"All humans are members of the same body Created from one essence"

"Human beings are members of a whole in creation of one essence and soul. If one member is afflicted with pain, other members uneasy will remain."

Thursday 26 August 2010

Joseph Conrad

Joseph Conrad was born JoZef Teodor Konrad Korzeniowski in Poland (then under Russina rule), son of a Polish patriot who suffered exile in Russia for his Polish nationalist activities.

In his travels through Asian, African, and Carribbean landscapes that eventually made their way into his fiction, Conrad witnessed at close range the workings of European empires, including the British, French, Belgian, Dutch, and German, that at the time controlled most of the earth's surface and were extracting from it vast quantities of raw materials and profiting from forced or cheap labor (Greenblatt, 2006).

In the essay "Geography and some Explorers," Conrad describes the imperial exploitation he observed in Africa as the "vilest scramble for loot that ever disfigured the history of human conscience and geographical exploration." What he saw of the uses and abuses of imperial power helped make him deeply skeptical.

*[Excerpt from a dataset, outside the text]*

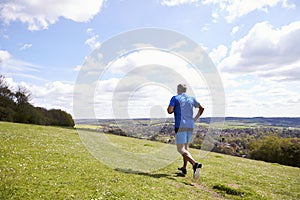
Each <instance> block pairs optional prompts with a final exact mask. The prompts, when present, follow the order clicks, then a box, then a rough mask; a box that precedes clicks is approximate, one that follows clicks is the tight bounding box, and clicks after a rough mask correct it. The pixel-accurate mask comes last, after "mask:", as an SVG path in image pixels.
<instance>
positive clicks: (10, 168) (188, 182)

Marlow, the intermediate narrator of Heart of Darkness, reflects: "The conquest of the earth, which mostly means the taking it away from those who have a different complexion or slightly flatter noses than ourselves, is not a pretty thing when you look into it too much. What redeems it is the idea only. An idea at the back of it..."

Conrad was also a great master of English prose, an incredible fact given that English was his third language after Polish and French, that he was 21 before he learned English, and that to the end of his life he spoke English with a strong foreign accent!

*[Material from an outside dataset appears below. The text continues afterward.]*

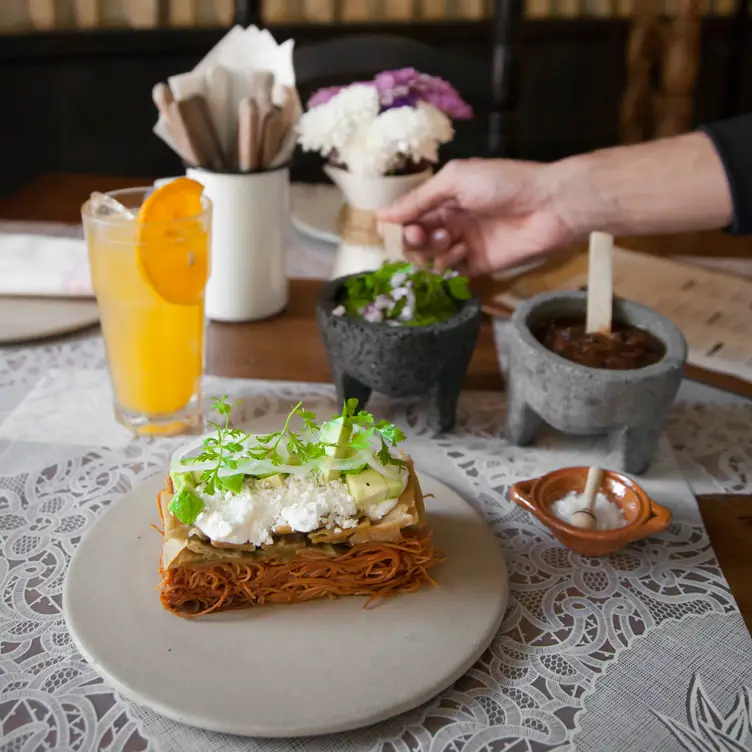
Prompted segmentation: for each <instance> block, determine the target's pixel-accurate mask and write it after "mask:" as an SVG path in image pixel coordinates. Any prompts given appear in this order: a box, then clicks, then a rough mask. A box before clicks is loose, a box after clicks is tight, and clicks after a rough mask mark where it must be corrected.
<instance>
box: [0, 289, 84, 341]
mask: <svg viewBox="0 0 752 752" xmlns="http://www.w3.org/2000/svg"><path fill="white" fill-rule="evenodd" d="M9 316H13V317H14V318H16V319H17V321H12V322H11V319H10V318H9ZM0 317H1V318H2V321H0V345H9V344H16V343H18V342H28V341H32V340H38V339H45V338H47V337H56V336H59V335H61V334H69V333H70V332H75V331H78V330H79V329H85V328H86V327H89V326H93V325H94V324H96V323H97V322H98V321H99V311H98V309H97V303H96V301H95V300H94V299H93V298H52V297H50V298H46V297H24V296H0Z"/></svg>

Heart of Darkness This story is derived from Conrad's experience in the Congo in 1890. The Congo Free State was virtually the personal property of Leopold II, king of Belgium, who made a fortune out of it. Later, the abuses involved in the "naked colonial exploitation" that went on in the Congo were exposed to public view.

The theme of the story
is the choice facing the whites in the Congo: either to become like the commercially minded manager, who sees Africa, its people, and its resources only as instruments of financial gain, or to become like Kurtz, the self-tortured and corrupted idealist.